Algorithmic trading, often referred to as algo trading, is the use of computer algorithms and mathematical models to automate the process of trading financial securities in markets. These algorithms are designed to execute trading orders at high speeds and frequencies, making decisions based on pre-defined criteria without human intervention. Algo trading is widely used by institutional investors, such as hedge funds, pension funds, and investment banks, as well as individual traders.
Algo trading has significantly transformed financial markets by increasing trading efficiency, reducing costs, and providing liquidity. However, it also raises concerns about market stability and the potential for algorithmic errors leading to market disruptions.
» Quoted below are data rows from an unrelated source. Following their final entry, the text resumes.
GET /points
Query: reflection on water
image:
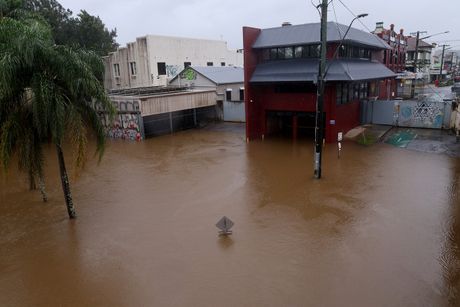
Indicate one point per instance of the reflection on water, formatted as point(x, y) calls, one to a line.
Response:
point(380, 229)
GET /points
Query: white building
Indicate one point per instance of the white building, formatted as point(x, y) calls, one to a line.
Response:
point(227, 82)
point(153, 60)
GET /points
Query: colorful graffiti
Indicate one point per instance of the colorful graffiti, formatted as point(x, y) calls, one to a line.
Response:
point(172, 70)
point(126, 124)
point(422, 114)
point(188, 74)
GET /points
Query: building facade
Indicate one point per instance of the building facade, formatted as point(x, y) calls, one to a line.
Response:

As a result, regulatory bodies closely monitor and regulate algo trading activities to maintain fair and orderly markets.
Benefits of Algorithmic Trading
Algo-trading provides the following benefits:
- Trades are executed at the best possible prices.
- Trade order placement is instant and accurate (there is a high chance of execution at the desired levels).
- Trades are timed correctly and instantly to avoid significant price changes.
- Reduced transaction costs.
- Emotions-free / Stress-free trading
- Simultaneous automated checks on multiple market conditions.
- Reduced risk of manual errors when placing trades.
- Algo-trading can be backtested using available historical and real-time data to see if it is a viable trading strategy.
- Reduced the possibility of mistakes by human traders based on emotional and psychological factors.